山形の雪が四メートル積もる山間の小さな村落。テント張る許可もらいに村人を訪ね歩いて、家々を三件回り、田舎の住人と触れ合い、ついでにペットボトル飲料までもらった。鶴瓶の日本に乾杯みたい。
歩き旅って、古の頃とは違うので、寝る場所の確保が一番大変。もし全泊宿とリッチにいきたくても、宿場町なんてもうないから足で動ける距離の範囲に都合よく宿なんてあるわけない。テントを張る河原や車の通らない林道の廃道なんかが見つからなくて、仕方なしに公園にテントを張ったりすると、警官や市役所の人間が駆けつけてきて、規則は規則とお堅いので、ここは禁止ですと追い出される。アメリカだと、「俺はお前に会ってないし、当然話してないよ」と柔らかく、警官であっても場所を探してくれて、もしなんかあったら連絡しなさいと電話番号までくれる。

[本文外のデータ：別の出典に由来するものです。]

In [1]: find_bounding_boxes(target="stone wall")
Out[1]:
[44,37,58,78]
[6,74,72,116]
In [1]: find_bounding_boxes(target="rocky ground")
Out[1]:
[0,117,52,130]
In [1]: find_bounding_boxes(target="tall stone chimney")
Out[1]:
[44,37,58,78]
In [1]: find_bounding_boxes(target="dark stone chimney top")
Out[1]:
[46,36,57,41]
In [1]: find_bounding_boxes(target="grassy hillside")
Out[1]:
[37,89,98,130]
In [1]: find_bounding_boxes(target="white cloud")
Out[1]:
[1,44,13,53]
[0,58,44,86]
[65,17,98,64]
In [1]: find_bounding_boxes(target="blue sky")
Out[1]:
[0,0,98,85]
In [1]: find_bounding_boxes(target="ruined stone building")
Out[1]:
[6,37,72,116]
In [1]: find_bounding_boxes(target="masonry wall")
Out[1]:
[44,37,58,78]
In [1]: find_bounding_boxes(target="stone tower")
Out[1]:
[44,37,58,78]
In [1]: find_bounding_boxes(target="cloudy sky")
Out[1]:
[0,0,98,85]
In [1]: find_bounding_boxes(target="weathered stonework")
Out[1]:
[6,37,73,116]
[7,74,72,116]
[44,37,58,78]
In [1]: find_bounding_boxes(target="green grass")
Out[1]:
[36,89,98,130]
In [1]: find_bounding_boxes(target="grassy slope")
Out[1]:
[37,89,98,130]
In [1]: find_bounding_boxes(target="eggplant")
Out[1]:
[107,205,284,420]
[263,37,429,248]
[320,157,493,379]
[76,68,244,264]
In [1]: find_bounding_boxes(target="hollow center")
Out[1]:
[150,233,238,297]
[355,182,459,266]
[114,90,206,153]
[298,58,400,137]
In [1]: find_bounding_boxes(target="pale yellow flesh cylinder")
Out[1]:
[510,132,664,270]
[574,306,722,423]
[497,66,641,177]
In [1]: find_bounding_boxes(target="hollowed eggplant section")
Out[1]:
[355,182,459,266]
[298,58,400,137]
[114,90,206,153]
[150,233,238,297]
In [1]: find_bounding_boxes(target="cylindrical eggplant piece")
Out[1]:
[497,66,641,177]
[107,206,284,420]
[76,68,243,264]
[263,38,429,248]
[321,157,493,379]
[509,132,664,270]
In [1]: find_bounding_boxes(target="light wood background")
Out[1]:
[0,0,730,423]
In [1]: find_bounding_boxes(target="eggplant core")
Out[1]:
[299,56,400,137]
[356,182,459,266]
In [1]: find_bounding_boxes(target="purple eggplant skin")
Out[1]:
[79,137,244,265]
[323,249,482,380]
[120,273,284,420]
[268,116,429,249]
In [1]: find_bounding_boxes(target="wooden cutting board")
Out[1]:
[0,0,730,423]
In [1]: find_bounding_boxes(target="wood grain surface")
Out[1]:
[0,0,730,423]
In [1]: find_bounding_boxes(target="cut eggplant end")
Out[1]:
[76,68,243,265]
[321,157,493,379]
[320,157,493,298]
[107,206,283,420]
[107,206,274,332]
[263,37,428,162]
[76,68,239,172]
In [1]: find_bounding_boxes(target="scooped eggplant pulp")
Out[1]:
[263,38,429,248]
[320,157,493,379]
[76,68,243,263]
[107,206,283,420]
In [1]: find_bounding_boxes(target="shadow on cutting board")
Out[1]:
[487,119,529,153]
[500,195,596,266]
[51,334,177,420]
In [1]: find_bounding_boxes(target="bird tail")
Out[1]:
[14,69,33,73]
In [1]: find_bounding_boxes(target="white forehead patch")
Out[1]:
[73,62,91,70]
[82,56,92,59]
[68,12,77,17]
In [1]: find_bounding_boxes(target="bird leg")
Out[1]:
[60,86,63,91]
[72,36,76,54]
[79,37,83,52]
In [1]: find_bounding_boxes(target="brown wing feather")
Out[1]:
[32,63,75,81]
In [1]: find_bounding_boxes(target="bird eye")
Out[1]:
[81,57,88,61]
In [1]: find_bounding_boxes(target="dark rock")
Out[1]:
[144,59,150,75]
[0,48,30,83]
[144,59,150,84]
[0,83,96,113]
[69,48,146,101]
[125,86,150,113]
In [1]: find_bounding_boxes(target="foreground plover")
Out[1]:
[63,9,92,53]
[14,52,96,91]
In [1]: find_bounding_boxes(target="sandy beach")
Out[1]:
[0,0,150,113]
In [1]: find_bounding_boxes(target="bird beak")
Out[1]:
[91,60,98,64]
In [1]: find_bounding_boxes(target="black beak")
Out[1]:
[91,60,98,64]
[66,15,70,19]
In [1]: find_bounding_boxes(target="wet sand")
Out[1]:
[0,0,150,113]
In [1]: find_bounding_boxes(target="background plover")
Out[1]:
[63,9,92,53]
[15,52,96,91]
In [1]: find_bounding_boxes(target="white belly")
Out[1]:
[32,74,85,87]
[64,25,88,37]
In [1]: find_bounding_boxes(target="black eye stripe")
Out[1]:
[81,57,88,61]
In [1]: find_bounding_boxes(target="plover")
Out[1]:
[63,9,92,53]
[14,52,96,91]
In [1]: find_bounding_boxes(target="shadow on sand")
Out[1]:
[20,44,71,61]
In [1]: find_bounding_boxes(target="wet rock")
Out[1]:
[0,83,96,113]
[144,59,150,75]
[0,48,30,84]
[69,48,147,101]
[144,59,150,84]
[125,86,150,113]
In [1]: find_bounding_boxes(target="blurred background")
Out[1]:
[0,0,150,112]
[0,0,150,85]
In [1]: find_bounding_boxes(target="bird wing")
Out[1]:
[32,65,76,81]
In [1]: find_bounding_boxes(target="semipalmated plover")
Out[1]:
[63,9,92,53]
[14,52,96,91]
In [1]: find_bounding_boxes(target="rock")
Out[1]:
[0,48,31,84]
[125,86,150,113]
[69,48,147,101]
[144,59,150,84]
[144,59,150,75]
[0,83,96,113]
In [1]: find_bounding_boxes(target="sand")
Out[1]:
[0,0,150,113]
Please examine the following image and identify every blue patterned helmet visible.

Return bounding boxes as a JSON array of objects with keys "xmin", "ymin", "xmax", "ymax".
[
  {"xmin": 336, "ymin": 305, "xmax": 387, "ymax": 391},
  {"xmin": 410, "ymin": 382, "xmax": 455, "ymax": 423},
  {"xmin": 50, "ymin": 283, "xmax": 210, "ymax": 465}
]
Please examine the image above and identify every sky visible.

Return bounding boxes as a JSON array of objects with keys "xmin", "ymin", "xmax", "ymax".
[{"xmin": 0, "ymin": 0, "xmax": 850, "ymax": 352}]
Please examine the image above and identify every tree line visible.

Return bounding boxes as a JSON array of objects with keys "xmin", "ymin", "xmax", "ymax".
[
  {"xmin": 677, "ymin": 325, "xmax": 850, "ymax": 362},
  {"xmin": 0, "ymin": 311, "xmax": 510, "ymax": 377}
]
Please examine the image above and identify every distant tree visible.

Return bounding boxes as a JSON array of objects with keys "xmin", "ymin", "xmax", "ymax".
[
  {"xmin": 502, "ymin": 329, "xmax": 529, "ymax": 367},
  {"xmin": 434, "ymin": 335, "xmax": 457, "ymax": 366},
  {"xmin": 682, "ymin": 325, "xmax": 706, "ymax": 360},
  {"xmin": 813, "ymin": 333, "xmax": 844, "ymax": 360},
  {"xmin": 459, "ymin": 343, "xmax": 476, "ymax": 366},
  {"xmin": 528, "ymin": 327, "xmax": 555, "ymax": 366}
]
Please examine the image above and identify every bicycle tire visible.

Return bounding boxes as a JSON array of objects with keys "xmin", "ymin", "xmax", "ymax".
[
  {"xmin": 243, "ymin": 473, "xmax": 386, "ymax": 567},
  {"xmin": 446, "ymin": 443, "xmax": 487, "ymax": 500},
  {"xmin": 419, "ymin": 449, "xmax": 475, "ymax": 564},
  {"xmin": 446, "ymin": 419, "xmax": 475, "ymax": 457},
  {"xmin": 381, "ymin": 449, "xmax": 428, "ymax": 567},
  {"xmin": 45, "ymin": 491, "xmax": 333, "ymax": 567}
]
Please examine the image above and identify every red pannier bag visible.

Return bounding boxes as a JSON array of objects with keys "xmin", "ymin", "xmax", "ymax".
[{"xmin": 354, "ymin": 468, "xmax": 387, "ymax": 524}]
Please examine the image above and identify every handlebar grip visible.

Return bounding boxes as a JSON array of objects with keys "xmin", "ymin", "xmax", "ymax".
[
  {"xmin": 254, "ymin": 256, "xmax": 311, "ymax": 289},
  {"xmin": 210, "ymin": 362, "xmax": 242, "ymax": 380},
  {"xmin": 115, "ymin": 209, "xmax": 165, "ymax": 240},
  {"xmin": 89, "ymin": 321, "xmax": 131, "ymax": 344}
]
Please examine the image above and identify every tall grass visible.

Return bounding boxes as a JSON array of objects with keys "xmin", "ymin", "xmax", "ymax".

だから今夜はなんの心配もなくて、とてもリラックス。ケロロのカエルと一緒にリラックス。下がアスファルトじゃないので、ペグも打てて、雨対策もできる。
人間ってじつに不思議な生き物で、身体中痛くて三十分歩くのも辛いのに、わずかな人との触れ合いで、急に元気を取り戻す。孤高の雄ライオンに比べればなんとも頼りない存在ではあるが、それでもやっぱり、鶴瓶の人間に乾杯なのだね。